Mais de um século depois, em 1931, as mulheres portuguesas conquistaram o direito ao voto, porém com limitações significativas. Apenas podiam votar as mulheres que frequentavam o ensino superior ou fossem consideradas “chefes de família”, um termo que abrangia as viúvas, divorciadas ou separadas que tivessem família própria, assim como mulheres cujos maridos estivessem ausentes nas colónias ou no estrangeiro. Não podemos ver isto como uma vitória, pois isto significava que apenas uma maioria restrita de mulheres podia efetivamente votar. Em 1933, a lei foi ampliada para conceder o direito ao voto a mulheres solteiras, maiores e emancipadas, que vivessem inteiramente por conta própria e tivessem dependentes a cargo.
É relevante notar que a capacidade eleitoral das mulheres portuguesas, assim como a dos homens, era determinada pela condição de chefe de família.
Enfrentando o desafio do voto feminino durante o regime ditatorial, em 1968, Marcelo Caetano tentou reduzir a discriminação sexual com o alargamento do número de votantes a todos os que soubessem ler e escrever. Algumas mulheres passaram a ter permissão para votar devido a mudanças leves na lei eleitoral, mas a limitação persistia para a grande maioria das mulheres portuguesas.

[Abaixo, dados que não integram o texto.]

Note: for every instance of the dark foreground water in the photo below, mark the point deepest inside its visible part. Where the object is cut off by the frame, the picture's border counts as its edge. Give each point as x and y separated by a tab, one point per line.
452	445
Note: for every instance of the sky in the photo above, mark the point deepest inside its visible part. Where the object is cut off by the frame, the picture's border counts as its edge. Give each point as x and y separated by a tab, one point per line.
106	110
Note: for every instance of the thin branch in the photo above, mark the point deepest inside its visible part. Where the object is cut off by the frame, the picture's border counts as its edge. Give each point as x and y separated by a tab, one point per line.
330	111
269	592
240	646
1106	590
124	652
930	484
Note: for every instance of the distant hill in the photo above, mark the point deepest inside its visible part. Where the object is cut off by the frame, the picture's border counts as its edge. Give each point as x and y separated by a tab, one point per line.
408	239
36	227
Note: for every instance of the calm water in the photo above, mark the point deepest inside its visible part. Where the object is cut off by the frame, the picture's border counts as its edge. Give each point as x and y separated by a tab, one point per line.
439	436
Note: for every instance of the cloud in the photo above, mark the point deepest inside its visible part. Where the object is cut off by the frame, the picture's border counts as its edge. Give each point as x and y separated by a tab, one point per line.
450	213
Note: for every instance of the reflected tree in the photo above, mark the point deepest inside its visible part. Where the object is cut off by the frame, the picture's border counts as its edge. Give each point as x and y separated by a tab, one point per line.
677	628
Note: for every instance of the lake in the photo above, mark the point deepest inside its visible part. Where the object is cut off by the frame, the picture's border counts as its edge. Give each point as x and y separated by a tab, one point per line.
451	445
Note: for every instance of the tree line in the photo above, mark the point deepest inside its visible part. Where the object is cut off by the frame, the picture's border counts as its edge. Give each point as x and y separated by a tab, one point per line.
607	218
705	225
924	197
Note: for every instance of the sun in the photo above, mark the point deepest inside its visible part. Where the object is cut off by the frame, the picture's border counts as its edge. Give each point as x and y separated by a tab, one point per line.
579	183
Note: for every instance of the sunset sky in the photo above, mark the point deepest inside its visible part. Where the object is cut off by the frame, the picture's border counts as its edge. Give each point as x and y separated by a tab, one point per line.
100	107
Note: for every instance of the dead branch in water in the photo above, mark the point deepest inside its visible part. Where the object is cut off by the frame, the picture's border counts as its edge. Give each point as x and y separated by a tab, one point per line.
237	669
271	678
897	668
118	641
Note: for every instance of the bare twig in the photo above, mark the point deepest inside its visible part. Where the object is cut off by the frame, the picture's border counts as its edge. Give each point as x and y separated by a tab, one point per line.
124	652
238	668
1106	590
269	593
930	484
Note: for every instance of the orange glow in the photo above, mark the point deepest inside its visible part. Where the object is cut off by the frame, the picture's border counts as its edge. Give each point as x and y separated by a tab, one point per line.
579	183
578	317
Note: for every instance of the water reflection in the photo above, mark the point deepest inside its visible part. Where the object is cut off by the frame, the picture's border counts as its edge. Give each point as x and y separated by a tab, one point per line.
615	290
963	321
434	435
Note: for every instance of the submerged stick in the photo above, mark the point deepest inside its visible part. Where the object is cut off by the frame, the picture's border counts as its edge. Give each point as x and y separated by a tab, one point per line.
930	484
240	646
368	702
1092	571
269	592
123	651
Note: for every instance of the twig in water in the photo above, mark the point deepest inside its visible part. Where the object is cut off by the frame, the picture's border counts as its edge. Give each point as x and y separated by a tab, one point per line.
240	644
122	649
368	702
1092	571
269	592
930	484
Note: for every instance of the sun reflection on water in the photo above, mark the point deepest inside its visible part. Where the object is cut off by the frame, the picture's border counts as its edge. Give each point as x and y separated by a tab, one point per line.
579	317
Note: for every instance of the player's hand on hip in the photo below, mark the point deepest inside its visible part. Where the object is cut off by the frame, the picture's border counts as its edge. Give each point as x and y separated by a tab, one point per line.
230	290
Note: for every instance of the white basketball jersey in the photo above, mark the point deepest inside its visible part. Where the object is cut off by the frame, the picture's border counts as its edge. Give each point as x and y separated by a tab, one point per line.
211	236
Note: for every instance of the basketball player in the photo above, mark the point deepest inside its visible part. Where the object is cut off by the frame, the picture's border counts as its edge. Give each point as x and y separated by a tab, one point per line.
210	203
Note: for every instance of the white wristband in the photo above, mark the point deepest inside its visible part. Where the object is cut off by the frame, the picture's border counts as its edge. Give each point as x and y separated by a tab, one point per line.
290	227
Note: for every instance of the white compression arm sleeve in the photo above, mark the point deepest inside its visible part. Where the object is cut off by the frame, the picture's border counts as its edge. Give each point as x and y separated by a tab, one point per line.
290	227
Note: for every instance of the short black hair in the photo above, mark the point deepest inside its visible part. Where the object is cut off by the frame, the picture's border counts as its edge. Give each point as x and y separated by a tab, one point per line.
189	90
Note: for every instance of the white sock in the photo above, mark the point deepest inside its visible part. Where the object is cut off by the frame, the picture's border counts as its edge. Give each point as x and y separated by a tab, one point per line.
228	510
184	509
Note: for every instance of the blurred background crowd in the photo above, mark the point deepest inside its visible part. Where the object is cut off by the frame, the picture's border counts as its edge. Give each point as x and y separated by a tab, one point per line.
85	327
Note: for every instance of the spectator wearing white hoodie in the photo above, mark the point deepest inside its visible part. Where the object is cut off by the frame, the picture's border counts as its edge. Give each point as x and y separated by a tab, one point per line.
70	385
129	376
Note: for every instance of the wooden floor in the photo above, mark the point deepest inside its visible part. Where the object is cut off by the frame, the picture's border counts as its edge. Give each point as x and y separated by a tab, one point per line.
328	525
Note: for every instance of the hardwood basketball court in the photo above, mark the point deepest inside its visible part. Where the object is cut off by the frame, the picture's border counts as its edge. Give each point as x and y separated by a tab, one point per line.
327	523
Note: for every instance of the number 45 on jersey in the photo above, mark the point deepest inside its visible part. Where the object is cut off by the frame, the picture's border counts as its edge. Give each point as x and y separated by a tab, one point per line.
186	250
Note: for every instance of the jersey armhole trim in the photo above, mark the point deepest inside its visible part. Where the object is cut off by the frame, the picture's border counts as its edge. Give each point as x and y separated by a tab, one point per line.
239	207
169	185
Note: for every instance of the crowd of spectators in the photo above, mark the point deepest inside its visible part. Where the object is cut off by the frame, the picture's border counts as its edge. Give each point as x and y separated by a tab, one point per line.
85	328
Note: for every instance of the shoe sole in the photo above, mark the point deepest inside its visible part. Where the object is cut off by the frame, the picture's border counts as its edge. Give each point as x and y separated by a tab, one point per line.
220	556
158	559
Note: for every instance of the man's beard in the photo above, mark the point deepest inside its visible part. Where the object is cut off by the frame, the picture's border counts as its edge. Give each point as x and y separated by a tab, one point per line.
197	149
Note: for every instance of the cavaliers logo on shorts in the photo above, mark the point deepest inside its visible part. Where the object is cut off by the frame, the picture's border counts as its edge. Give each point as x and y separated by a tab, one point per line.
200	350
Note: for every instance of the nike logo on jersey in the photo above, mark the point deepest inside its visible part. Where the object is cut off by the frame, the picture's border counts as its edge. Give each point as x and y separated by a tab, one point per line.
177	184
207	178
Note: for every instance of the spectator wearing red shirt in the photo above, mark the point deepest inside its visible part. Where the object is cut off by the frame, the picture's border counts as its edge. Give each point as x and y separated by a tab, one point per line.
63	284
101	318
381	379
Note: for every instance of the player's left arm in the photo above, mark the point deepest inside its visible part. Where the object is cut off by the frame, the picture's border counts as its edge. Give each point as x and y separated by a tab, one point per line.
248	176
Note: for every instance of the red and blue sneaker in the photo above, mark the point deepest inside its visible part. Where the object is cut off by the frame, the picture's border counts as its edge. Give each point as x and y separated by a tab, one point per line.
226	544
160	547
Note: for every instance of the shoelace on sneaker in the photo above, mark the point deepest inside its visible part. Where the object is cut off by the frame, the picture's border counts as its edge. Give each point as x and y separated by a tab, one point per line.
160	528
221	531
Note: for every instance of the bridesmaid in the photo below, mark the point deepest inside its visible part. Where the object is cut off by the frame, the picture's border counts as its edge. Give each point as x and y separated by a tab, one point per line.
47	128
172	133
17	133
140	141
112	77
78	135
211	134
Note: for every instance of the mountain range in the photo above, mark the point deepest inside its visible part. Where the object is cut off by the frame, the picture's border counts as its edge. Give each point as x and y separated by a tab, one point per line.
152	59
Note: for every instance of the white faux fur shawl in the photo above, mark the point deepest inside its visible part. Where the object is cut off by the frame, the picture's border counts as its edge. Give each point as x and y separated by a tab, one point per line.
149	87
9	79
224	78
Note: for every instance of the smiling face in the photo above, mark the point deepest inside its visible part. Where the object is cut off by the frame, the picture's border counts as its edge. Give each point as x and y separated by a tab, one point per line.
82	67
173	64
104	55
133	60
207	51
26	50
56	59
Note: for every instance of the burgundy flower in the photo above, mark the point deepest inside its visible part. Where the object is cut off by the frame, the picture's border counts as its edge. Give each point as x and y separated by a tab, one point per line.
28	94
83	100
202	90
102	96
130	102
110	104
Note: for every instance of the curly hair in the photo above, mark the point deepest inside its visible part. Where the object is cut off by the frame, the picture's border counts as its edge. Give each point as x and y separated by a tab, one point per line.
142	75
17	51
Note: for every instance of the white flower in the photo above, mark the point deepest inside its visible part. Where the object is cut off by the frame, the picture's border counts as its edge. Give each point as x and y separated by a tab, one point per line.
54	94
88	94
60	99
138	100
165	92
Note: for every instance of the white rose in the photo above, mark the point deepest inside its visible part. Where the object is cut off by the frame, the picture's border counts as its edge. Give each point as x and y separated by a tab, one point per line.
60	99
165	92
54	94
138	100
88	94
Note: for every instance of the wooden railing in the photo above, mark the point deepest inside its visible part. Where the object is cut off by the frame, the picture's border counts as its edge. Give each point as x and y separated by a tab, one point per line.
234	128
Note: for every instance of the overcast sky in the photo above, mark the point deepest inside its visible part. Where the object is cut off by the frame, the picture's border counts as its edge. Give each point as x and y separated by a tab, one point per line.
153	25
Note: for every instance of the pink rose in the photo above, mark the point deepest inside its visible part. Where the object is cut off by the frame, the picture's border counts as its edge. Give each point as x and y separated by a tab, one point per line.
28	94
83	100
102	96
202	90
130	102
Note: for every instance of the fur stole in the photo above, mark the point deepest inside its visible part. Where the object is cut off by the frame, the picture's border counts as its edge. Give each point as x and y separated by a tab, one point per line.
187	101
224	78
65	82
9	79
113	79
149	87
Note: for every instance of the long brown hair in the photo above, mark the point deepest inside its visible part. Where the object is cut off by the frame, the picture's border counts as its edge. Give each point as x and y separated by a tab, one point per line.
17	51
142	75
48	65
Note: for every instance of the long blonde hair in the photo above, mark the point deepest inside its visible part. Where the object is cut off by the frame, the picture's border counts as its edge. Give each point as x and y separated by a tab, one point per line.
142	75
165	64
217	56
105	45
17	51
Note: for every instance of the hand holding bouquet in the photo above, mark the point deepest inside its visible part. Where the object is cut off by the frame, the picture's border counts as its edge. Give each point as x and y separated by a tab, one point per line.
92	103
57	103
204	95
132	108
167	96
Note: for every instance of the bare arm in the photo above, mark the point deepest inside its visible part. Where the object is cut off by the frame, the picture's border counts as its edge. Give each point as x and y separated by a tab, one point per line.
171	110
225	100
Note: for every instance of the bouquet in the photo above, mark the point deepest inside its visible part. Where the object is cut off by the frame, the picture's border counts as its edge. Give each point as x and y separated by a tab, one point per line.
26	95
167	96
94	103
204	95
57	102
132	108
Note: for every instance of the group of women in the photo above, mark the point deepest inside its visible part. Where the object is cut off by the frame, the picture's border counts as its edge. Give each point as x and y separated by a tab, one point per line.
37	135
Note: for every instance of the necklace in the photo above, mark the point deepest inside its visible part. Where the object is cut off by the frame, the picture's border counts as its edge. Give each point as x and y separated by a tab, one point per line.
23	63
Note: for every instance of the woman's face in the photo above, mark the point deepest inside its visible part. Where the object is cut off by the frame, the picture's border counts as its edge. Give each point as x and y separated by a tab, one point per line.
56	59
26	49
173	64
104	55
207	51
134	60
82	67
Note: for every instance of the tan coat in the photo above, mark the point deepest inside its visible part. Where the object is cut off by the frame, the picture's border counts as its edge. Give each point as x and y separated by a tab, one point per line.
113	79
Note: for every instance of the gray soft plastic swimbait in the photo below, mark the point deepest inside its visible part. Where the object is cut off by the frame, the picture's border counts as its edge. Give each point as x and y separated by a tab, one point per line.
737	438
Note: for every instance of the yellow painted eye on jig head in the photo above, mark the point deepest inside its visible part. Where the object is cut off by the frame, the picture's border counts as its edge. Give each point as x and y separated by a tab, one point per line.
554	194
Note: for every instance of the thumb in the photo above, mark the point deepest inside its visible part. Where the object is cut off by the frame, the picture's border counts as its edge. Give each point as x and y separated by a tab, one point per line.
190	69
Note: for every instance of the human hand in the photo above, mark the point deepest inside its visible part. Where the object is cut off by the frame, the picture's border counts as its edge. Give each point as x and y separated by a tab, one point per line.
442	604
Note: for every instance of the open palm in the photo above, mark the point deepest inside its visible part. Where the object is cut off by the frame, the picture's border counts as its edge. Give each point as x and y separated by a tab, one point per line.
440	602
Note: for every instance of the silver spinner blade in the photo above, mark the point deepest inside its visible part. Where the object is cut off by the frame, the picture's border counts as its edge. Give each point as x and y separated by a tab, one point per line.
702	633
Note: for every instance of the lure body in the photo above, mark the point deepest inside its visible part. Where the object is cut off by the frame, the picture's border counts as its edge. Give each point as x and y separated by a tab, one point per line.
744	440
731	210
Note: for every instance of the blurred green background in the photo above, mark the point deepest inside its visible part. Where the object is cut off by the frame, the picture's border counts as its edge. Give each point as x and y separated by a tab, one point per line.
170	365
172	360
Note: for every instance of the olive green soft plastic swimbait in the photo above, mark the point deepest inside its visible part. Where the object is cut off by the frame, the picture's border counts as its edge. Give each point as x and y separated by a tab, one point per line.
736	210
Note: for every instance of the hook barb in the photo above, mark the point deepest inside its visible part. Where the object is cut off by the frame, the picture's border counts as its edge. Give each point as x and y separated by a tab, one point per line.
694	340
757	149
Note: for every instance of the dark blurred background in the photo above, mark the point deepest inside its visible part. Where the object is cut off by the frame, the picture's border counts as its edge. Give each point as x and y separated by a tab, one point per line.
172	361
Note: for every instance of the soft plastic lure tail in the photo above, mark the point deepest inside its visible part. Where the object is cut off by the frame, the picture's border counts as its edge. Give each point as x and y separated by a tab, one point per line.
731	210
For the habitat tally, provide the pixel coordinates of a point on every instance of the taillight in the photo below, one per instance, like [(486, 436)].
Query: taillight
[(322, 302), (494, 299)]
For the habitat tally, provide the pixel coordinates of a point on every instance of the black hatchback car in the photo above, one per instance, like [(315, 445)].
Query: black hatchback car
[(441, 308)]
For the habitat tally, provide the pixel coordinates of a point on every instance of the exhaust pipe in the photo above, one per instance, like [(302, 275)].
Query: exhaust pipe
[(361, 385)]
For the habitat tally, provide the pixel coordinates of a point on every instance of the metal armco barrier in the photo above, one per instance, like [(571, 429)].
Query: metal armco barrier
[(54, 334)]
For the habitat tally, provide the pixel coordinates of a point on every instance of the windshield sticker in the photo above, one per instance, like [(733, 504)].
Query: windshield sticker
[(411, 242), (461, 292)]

Apenas a partir de 1974, as mulheres finalmente estavam livres para exercer o seu direito ao voto, sem qualquer tipo de restrições. Olhando para todo esse processo histórico, após anos de voto sob condições limitadas, foram necessários quase 64 anos (desde 1911 até 1974) para que as portuguesas pudessem votar livremente.
O voto feminino não é apenas um direito, mas uma conquista histórica que deve ser honrada e protegida. Em tempos de eleições, é imperativo que as mulheres portuguesas reconheçam o legado de luta que as precedeu e exerçam o direito ao voto com plena consciência de poder que ele representa.
Nunca foi tão importante viver em democracia e, como tal, é crucial valorizá-la. Portanto, a participação política de todas as vozes é fundamental para garantir um futuro mais justo e igualitário.
Votar é falar. Votar é escolher. Votar é direito. Votar é dever.